In fact, whenever a human being genuinely turns to the inner world and tries to know himself—not by ruminating about his subjective thoughts and feelings, but by following the expressions of his own objective nature such as dreams and genuine fantasies—then sooner or later the Self emerges. The ego will then find an inner power that contains all the possibilities of renewal.

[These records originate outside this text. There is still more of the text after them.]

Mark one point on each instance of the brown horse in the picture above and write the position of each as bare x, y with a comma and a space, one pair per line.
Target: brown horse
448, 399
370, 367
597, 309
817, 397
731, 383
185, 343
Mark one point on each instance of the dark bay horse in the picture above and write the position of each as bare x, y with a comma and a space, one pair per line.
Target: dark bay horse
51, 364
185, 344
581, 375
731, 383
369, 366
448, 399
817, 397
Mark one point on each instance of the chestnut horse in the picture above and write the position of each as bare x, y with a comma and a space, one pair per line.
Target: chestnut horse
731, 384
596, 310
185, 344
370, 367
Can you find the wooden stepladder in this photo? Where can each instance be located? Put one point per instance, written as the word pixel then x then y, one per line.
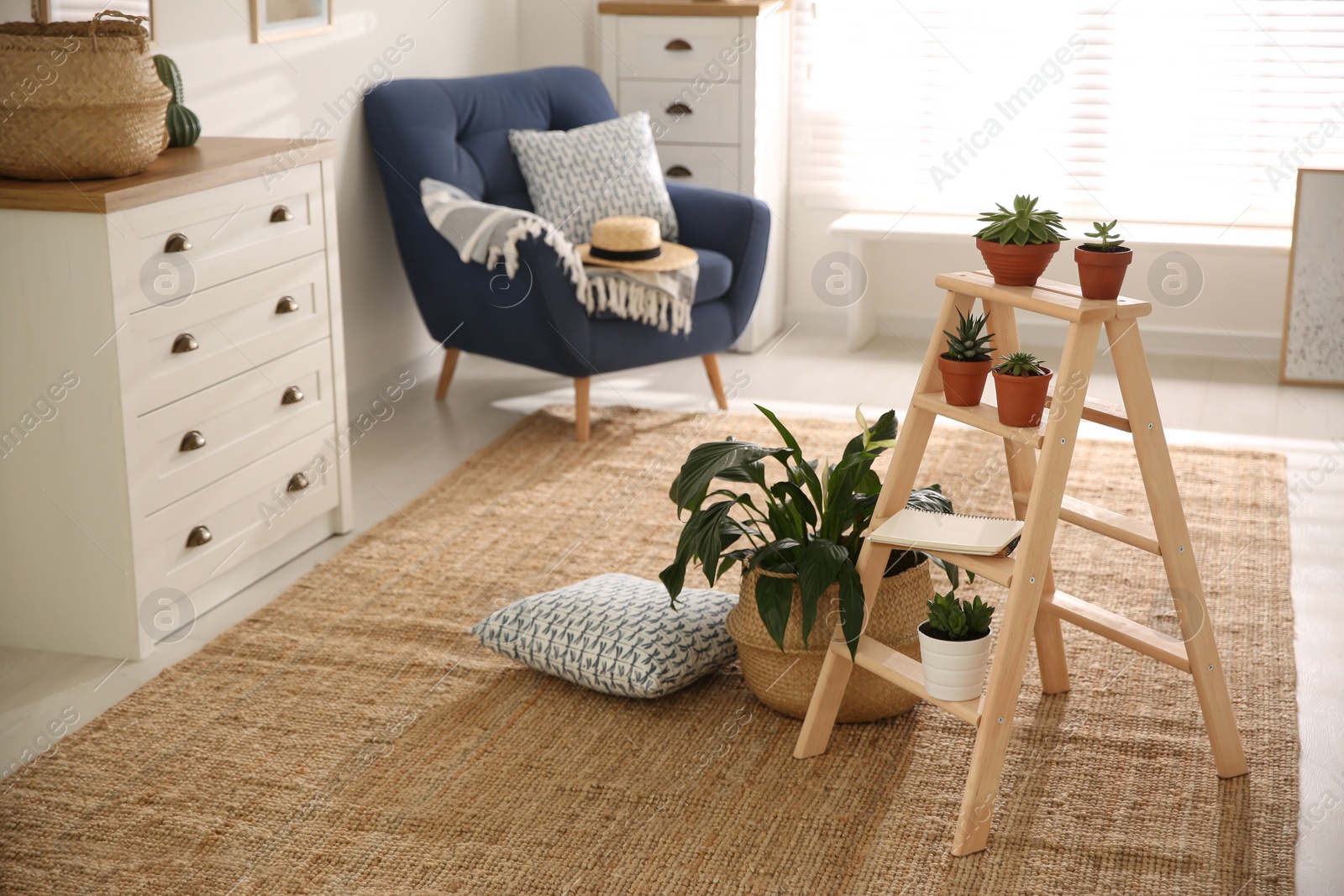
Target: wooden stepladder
pixel 1034 606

But there is a great difficulty that I have mentioned only indirectly up till now. This is that every personification of the unconscious—the shadow, the anima, the animus, and the Self—has both a light and a dark aspect. We saw before that the shadow may be base or evil, an instinctive drive that one ought to overcome. It may, however, be an impulse toward growth that one should cultivate and follow. In the same way anima and animus have dual aspects: They can bring life-giving development and creativeness to the personality, or they can cause petrification and physical death. And even the Self, the all-embracing symbol of the unconscious, has an ambivalent effect, as for instance in the Eskimo tale, when the "little woman" offered to save the heroine from the Moon Spirit but actually turned her into a spider.
The dark side of the Self is the most dangerous thing of all, precisely because the Self is the greatest power in the psyche. It can cause people to "spin" megalomanic or other delusory fantasies that catch them up and "possess" them. A person in this state thinks with mounting excitement that he has grasped and solved the great cosmic riddles; he therefore loses all touch with human reality. A reliable symptom of his condition is the loss of one's sense of humor and of human contact.